Hace unos años, paseando por la Rambla con mis hijos, nos acercamos a una estatua humana disfrazada de gorila. Por su tamaño parecía un macho alfa, de espalda plateada y gran corpulencia, reproducción casi perfecta de un ejemplar de las montañas de Virunga en África Oriental. Mi hijo de tres años se acercó sigilosamente y ante la sorpresa de los presentes trepó, como si se tratara de una pequeña cría de simio, hasta la altura de su cabeza. Por un momento, los papeles se cambiaron y recordé a King Kong trepando por el Empire State hasta la coronación del mismo. En las alturas, mi pequeño mono, pellizco temerariamente la nariz del gran primate, para comprobar que estaba vivo. El gorila, animal salvaje en esencia, lejos de devolverle un revés de izquierdas, hizo honor a su condición de estatua y ni se inmuto, lo que provocó mi absoluta admiración y la del coro de gente que rodeaba su presencia.

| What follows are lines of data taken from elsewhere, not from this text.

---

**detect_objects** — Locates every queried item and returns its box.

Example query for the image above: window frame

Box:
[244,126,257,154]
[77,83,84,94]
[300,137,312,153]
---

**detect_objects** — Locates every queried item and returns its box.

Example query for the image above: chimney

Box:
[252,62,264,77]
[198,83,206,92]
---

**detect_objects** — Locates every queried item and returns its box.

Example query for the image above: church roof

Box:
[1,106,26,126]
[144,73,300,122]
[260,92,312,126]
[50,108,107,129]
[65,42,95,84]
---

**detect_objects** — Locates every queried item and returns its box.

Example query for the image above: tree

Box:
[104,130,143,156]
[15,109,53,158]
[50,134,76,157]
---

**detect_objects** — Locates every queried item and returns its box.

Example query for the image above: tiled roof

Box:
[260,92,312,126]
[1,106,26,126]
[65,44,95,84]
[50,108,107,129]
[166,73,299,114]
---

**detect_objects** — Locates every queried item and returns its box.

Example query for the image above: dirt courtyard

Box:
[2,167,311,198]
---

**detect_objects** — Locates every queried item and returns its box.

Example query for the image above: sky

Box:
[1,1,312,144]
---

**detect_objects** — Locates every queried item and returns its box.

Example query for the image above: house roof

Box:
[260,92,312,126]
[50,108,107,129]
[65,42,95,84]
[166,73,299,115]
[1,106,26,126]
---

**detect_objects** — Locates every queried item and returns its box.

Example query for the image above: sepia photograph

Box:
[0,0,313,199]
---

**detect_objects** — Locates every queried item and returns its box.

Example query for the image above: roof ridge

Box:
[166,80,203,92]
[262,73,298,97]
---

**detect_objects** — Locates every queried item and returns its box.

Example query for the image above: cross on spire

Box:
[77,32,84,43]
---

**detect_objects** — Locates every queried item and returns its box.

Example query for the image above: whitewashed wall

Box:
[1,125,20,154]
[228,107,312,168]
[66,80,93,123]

Años después, vuelvo de paseo por la Rambla con mis hijos. El pequeño, de cuatro años, se acerca por el flanco derecho a una estatua en la que aparece un señor vestido y maquillado completamente de verde esmeralda, subido a una de esas bicicletas antiguas de rueda delantera gigante. Ante la peligrosa e inquietante aproximación de mi hijo observo como los ojos de la estatua se mueven súbitamente. Los globos oculares blancos, que destacan en el conjunto, empiezan a vibrar agitados por su presencia. Mi hijo lanza una moneda al cuenco habilitado y entonces la estatua resucita y adquiere vida. De entrada lanza un bocinazo que espanta hasta al más sordo y acto seguido se pone a pedalear, con la energía de un ciclista clemburetizado, con un frenesí que ni Alberto Contador subiendo un puerto de montaña. Juro que en ese instante, si la bicicleta se desengancha de la peana, este señor se estampa en la fachada  de enfrente y queda adherido como un adhesivo, llevándose por delante a mi hijo, a los transeuntes obnubilados y a la pareja de guardias urbanos, creo que no son estatuas, disfrutando del sol de invierno en domingo.

Parece ser que el Ayuntamiento quiere realizar un proceso de selección para decidir que esculturas se exhiben. Los interesados deberán acreditar haber cursado arte dramático. De entrada, no se si sobran las estatuas humanas, ni cuantas han situarse por turnos a lado y lado de la Rambla. Tengo claro, por una parte, que cualquiera tiene derecho a ganarse el pan o a vivir el drama de su vida como mejor le venga en gana, mientras no se perjudique a terceros, y para ello no se necesita acreditar ningún tipo de arte. Por otra, para ser coherentes, las estatuas tendrían que ser fieles a su propia condición de estatua, y es la de mantenerse en un rigor mortis marmóreo. El mérito de estas obras escultóricas vivientes es la mostrarse como las Cariátides del Erecteión de la Acrópolis ateniense, es decir, de sostenerse completamente estáticas o inmóviles mientras están presentes.

Como el nivel estético, altísimo por otra parte, es similar propongo una selección en función de la capacidad de petrificación de los interesados, en aras de recuperar la esencia de la escultura. Luchar con vehemencia jornadas completas, día tras día, contra lluvia, viento, nieve o cualquier otra inclemencia y los que aguanten se quedan. Para aligerar el esfuerzo no sería necesario soportar un entablamento descansando sobre sus cabezas.

Para estatuas con vida, con doctorados en arte dramático, especialistas en desarrollar actividades circenses, ya tenemos a la clase política demostrando sus aptitudes en los púlpitos de parlamentos y congresos.